During my tenure as a teacher I had the opportunity to participate in the National Science Foundation’s Research Experience for Teachers (RET) program through the University of Wyoming. This experience gave me an opportunity to renew my interest in research and as a result directly impacted my teaching. Because I had participated in an ongoing research project and experienced research personally, I was able to create projects that would allow my students to do research. I began by designing an introductory unit, Nature and Practice of Science, and finished with each student creating, executing and reporting on a self-designed research project.
To expand on this the theme of experiential science and enrich my students classroom experiences I created The Biodiversity Project. My goal is to connect by students with other student researchers and scientists. Then, by collaborating with other students and research teams we can create opportunities for genuine student driven research and foster conversation around issues of biodiversity and conservation. This year’s project will span 6 states and three continents.
I am hoping that classrooms in other locations will join our efforts to get our students involved in research and help us expand the program. If you are interested in participating please contact me by using the contact link.
To encourage students and teachers to communicate and develop relationships with their peers from different cultures, nations and communities and create a foundation for future collaborations and partnerships outside of The Biodiversity Project experience.
To develop learning partnerships between students, teachers and researchers.
To foster conversation, learning and action around issues of biodiversity and conservation.
To foster deeper understanding of challenges and issues facing local communities in relation to issues of biodiversity and conservation.
To encourage teachers to develop authentic research experiences for their students.
There are 4 main components to the project: classroom participation, student created documentary, teacher research experience and participation of scientists to serve as experts and mentors.
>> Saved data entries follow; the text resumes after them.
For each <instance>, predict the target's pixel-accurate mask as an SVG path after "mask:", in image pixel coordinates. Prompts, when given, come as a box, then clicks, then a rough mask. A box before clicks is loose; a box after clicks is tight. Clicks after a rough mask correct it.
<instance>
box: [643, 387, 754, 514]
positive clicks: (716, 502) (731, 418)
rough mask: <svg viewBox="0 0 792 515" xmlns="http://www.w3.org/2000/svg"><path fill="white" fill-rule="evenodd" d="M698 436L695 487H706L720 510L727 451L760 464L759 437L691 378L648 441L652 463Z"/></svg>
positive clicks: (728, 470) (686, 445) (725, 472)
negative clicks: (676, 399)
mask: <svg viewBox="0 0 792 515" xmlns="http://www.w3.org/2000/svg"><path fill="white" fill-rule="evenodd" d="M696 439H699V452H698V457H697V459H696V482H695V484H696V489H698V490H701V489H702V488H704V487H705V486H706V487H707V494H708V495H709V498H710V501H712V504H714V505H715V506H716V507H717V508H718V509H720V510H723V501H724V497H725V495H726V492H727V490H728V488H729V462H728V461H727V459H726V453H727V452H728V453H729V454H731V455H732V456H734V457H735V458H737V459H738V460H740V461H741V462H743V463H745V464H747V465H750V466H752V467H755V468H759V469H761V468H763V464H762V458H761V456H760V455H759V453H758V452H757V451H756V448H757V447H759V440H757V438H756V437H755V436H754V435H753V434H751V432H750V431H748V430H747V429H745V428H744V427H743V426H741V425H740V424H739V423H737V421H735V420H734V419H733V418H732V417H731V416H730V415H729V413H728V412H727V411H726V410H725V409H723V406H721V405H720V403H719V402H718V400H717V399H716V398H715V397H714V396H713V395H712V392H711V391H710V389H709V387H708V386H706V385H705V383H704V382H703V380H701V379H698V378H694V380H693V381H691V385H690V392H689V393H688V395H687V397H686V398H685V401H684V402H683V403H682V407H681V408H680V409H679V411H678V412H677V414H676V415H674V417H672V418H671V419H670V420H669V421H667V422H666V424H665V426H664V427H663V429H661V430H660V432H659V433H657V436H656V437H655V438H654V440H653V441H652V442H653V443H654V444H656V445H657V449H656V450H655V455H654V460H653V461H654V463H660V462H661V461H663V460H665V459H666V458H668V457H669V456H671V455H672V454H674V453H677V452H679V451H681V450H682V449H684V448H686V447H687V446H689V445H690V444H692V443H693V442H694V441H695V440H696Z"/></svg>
Last year’s ( Spring 2014) biodiversity study included classroom participants in: Wyoming, Alaska, Ohio, New York, Florida, India and Australia. Each classroom surveyed the insect communities of three 3-meter radius plots. To survey the plots, photographs were taken of each insect found at each site. The project's website, www.thebiodiversityproject.org, was used as a forum to post student work, data, photos and ask questions of each other and the Ecuador based scientists. Each classroom was assigned a page on the website to post and share data.
Student Created Documentaries
Last year, we asked classrooms to create a short documentary about their experience.
Teacher Research Experience
Through the the generous funding of the National Science Foundation, The Biodiversity Project sends teachers to the Yanayacu Biological Research Station to gain research experience and work with scientists that are actively studying the biodiversity of the environment at the Yanayacu Biological research station on the Eastern Slopes of the Andes. The comprehensive biodiversity research project at the station is the Collaborative Research: Caterpillars and Parasitoids in the Eastern Andes of Ecuador research grant. (NSF grant # 0717458). The teachers also run the same experiments as the participating classrooms and videoconference with all of the participating students, sharing their findings and experiences at the station.
Each year The Biodiversity Project asks scientist to serve as experts and mentors to the students and teachers. We have been fortunate to have Dr. Scott Shaw and Dr. Nina Zitani participate.